I recently reread H.G. Wells’ The Time Machine (which, upon rereading is an amazingly cozy work) and decided to look up if it really was the first time machine story. (I knew it wasn’t the first time travel story)
I was vaguely aware that the Spanish writer Enrique Gaspar had written about time machines before Wells but I learned that American journalist Edward Page Mitchell is considered the first with ‘The Clock That Went Backwards’ in 1881.
And that was an interesting rabbit hole to go down.
Edward Page Mitchell (1852 - 1926) was a journalist who also wrote science fiction (and apparently horror and fantasy) He wrote about using science to make someone invisible and time machines before Wells did. He also wrote about faster-than-light travel.
And, from what I can tell, he was fascinatingly _not_ influential.

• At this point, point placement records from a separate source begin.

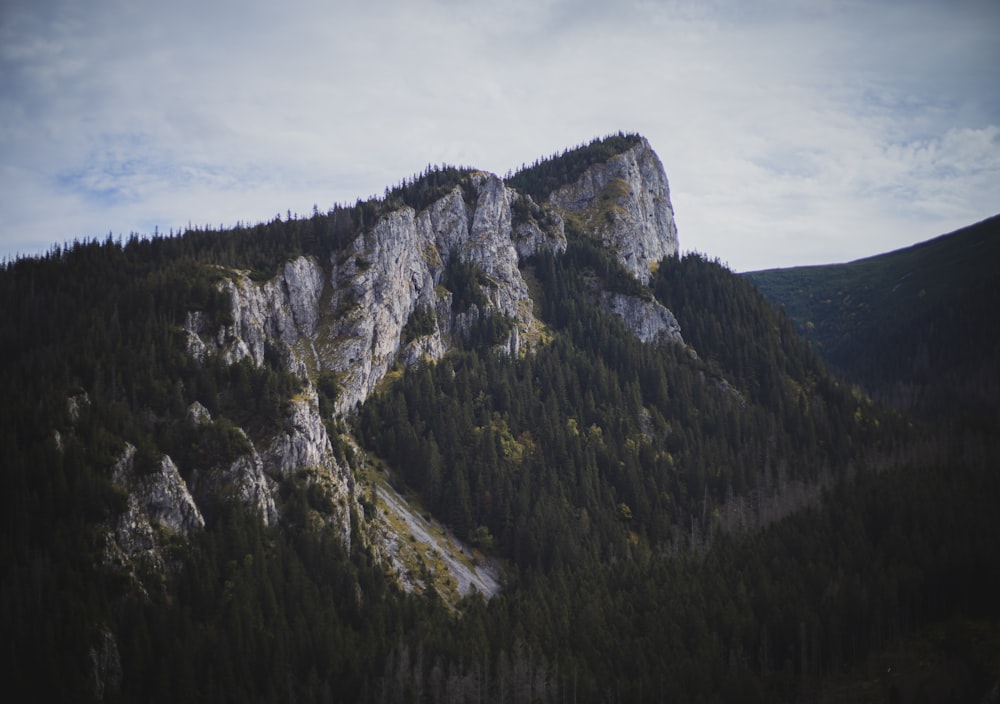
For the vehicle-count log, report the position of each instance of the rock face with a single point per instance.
(627, 201)
(244, 479)
(648, 319)
(156, 500)
(389, 298)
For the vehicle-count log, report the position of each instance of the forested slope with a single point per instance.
(717, 519)
(914, 326)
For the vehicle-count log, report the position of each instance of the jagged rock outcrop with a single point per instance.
(648, 319)
(155, 499)
(242, 480)
(385, 300)
(626, 201)
(306, 445)
(284, 309)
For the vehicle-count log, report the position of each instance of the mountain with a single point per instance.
(480, 439)
(913, 326)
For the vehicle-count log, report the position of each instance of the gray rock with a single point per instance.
(648, 319)
(627, 201)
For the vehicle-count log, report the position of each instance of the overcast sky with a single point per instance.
(792, 131)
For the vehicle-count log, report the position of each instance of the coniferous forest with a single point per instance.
(723, 520)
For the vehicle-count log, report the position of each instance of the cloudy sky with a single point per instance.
(792, 131)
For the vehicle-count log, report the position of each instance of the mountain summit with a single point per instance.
(481, 439)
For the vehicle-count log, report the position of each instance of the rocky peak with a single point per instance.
(626, 202)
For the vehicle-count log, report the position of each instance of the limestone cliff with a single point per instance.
(389, 299)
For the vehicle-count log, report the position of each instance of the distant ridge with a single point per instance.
(892, 322)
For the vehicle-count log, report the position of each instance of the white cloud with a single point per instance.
(791, 132)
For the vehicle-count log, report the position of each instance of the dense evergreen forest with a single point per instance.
(716, 521)
(913, 327)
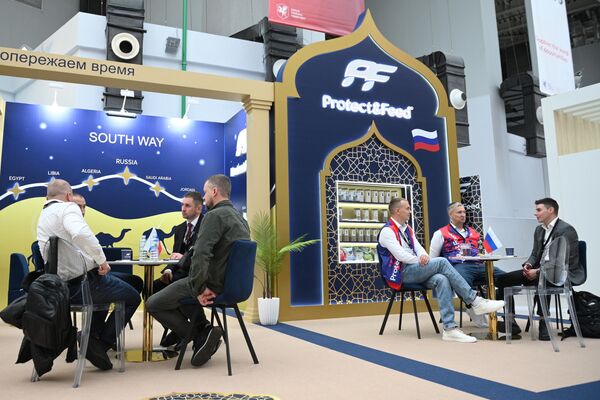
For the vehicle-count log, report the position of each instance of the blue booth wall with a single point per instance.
(132, 172)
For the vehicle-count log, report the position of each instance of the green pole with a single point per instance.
(184, 51)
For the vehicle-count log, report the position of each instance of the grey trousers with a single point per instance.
(165, 307)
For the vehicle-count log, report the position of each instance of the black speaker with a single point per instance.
(522, 96)
(124, 43)
(451, 72)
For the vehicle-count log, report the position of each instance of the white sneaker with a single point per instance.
(479, 321)
(456, 335)
(482, 306)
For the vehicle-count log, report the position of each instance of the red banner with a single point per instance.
(337, 17)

Almost all of his science fiction was published in the New York newspaper the Sun and anonymously at that. It would be around ninety years before it would be republished. It is not unreasonable to assume that Gaspar or Wells would have never read it.

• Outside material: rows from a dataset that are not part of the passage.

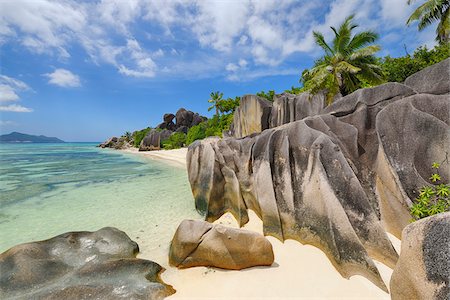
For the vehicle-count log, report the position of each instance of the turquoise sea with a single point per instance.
(49, 189)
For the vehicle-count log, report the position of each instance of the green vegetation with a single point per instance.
(348, 62)
(428, 13)
(175, 141)
(229, 105)
(432, 199)
(268, 96)
(398, 69)
(213, 127)
(138, 135)
(215, 99)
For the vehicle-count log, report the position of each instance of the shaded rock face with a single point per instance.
(153, 140)
(432, 80)
(80, 265)
(331, 180)
(199, 243)
(289, 108)
(252, 116)
(423, 270)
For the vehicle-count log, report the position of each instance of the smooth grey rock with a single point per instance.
(199, 243)
(252, 116)
(289, 108)
(423, 269)
(434, 79)
(80, 265)
(413, 133)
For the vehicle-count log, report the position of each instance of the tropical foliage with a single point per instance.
(213, 127)
(268, 96)
(430, 12)
(139, 135)
(175, 141)
(348, 62)
(216, 98)
(398, 69)
(432, 199)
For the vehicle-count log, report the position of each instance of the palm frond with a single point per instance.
(320, 40)
(345, 67)
(362, 39)
(366, 51)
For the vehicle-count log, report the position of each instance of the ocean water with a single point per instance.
(49, 189)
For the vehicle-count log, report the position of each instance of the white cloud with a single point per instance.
(10, 87)
(7, 123)
(15, 108)
(63, 78)
(262, 33)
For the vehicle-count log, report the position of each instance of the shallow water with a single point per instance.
(49, 189)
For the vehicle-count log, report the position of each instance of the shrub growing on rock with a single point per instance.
(432, 199)
(175, 141)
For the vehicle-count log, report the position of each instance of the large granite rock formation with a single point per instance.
(199, 243)
(153, 140)
(432, 80)
(423, 270)
(289, 108)
(252, 116)
(80, 265)
(331, 180)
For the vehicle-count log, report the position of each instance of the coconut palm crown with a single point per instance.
(430, 12)
(349, 62)
(216, 98)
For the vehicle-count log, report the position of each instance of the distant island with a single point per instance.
(17, 137)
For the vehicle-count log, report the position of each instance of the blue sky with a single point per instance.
(87, 70)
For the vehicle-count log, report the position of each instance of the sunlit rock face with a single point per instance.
(199, 243)
(80, 265)
(252, 116)
(423, 270)
(337, 180)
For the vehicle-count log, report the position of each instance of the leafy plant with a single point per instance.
(139, 135)
(213, 127)
(175, 141)
(428, 13)
(347, 62)
(268, 96)
(399, 68)
(215, 99)
(433, 199)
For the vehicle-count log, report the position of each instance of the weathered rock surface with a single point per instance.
(199, 243)
(153, 140)
(80, 265)
(252, 116)
(331, 180)
(432, 80)
(423, 270)
(290, 108)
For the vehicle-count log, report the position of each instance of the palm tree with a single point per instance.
(348, 64)
(215, 99)
(431, 11)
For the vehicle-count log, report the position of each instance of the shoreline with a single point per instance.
(175, 157)
(299, 271)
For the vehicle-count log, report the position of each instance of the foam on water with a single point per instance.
(49, 189)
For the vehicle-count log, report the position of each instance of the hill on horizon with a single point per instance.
(17, 137)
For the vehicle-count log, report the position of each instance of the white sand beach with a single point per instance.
(299, 271)
(176, 157)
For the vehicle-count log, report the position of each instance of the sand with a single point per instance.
(176, 157)
(299, 271)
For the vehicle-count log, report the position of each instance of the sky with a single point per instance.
(88, 70)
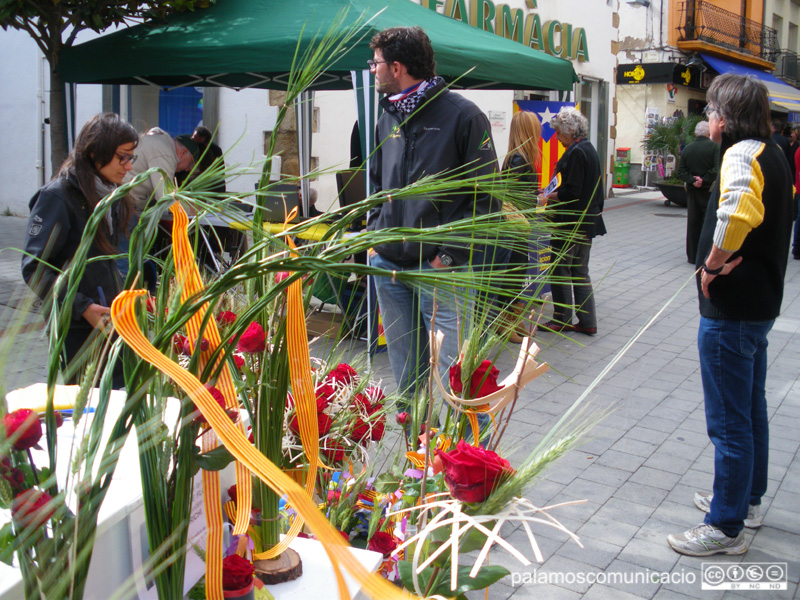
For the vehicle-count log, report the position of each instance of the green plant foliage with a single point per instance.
(672, 136)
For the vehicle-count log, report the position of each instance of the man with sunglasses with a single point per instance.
(425, 130)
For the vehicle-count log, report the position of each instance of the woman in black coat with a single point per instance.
(577, 205)
(102, 155)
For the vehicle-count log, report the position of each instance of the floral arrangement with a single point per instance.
(227, 349)
(237, 573)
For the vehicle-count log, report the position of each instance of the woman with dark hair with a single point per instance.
(578, 201)
(102, 155)
(741, 266)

In fact, it’s amazing that he was rediscovered at all.
After finding this out, I went and read ‘The Clock That Went Backwards’
First of all, I think calling the titular clock a time machine is a stretch. While there are discussions about science and how the 16th century clock maker knew secrets that later generations hadn’t figured out yet, there’s never any science explanation. It’s basically magic as far as the narrative is concerned.
Second, the story _does_ deal with paradox. When the narrator and his cousin go back in time, his cousin plays a key role in Dutch history and stays to become his own great, great , great, etc grand uncle. And it might be the earliest (certainly one of the earliest) examples of that. Man, he beat Heinlein’s ‘By His Bootstraps’ by over fifty years!
Third, it is very readable. I was prepared for purple prose but even the parts where the story is lecturing us (and one of the characters is a college professor so lectures fit in) are clear. Now, Wikipedia says that the story was written as a story for boys. It is more of an adventure story. Both of those elements could explain the more plain writing style. But I’ve read my share of pulp fiction and Mitchell does better than a lot of it. And I hate the argument that true art has to be confusing and difficult.
I don’t think you can argue that Mitchell was a secret major influence on science fiction. People would have needed access to his work for that to have been the case. But I do think you can argue that he should have been. If ‘The Clock That Went Backward’ is any example, he would have been huge if people could have read his work.